Ramazan Aktaş, saldırı anıyla ilgili olarak şöyle konuştu:

“Bize orada bir baz istasyonunun koruması görevi verildi. Bizim birliğimizin DAEŞ’lilerle daha önce teması olmamıştı. DAEŞ’liler Türk askerini görünce direnmek yerine kaçmayı tercih ediyorlardı. Orada 1,5-2 gün sabit kaldık. Baz istasyonunu korumamızın amacı da sağdaki, soldaki ve gerideki birliklerle irtibat için tek kullandığımız yer orasıydı. Olayın gerçekleştiği gece çatışmada şehit verdiğimiz Ali Gölge kardeşim beni uyandırdı. Saat 03.00 ile 04.00 arasıydı. Ben mevziye gitmek istediğim sırada birliğimizin bulunduğu yere 6’ya yakın havan mermisi düştü. Mevziye ulaşarak makineli tüfeği çalıştırdım. Bize doğru ateş ederek koşan ve el bombası atan 2 DAEŞ’liyi etkisiz hale getirdim. Mevziye havanlar, doçkalar, roketatarlar ve uçaksavarlarla ateş ediliyordu. Temasımız 1,5 saat sürdü. Benim olduğum mevziye roket mermisi isabet etti. Bir de silahımın üzerindeki gece görüş dürbünü isabet aldı. DAEŞ’li teröristler bizim mevziimizi yarıp içeri girmek istiyorlardı. Yaklaşık 40 kişiden oluşan bir gruptu. O anda çok sayıda terörist öldürüldü. O an zaten sadece düşmanı mevziimize sokmamaktan başka bir düşüncemiz yoktu.”

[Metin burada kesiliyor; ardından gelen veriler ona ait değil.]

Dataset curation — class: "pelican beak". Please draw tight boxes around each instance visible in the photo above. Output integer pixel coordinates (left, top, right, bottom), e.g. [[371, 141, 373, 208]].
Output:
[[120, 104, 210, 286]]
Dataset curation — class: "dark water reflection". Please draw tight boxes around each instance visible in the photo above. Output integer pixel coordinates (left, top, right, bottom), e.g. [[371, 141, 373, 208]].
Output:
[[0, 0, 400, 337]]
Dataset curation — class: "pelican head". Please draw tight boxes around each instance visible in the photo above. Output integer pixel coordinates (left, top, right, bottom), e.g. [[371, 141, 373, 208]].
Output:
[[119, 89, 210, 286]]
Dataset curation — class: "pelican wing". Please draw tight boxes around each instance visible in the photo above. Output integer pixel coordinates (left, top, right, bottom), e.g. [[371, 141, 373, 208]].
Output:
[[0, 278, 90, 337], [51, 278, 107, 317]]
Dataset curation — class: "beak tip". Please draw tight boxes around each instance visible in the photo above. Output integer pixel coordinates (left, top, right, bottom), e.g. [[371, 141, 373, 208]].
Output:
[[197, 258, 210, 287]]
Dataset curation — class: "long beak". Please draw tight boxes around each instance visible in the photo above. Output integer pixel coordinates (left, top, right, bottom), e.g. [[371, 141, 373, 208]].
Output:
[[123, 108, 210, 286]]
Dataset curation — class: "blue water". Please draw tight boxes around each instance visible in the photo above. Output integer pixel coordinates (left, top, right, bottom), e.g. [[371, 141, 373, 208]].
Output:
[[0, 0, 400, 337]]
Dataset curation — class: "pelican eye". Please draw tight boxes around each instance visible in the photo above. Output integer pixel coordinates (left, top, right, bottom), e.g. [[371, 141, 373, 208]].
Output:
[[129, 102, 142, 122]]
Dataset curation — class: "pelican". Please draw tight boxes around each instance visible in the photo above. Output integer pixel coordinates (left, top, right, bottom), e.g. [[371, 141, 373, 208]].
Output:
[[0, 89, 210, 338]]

"Kolum bacağım kopaydı da Ali şehit düşmeseydi"
Yerleri belli olduğu için sürekli bulundukları mevziye ateş edildiğini anlatan Aktaş, "Bunu önlemek ve daha iyi ateş edebilmek için mevzi değiştirmek istediğim sırada yanıma havan mermisi düştü. Havan düşünce beni 5-6 metre ileriye fırlatmış. Telefonum basınçtan ve sıcaktan parçalanmış. Arkadaşlarım beni kontrol ediyorlar ve kalbimin atmadığını anlayınca şehit olduğumu sanıyorlar. Bir süre sonra kendime gelip ayağa kalkmışım. Beni hayatta gören arkadaşlarımla sarıldık. Keşke kolumuz bacağımız orada kalaydı da Ali’miz sağ kurtulaydı dedik. Ali, en güzel mertebeye kavuştu. Her gece Ali’yi rüyamda görüyorum. Biz de gazilik nasip oldu. Bizim tesellimiz bu” dedi.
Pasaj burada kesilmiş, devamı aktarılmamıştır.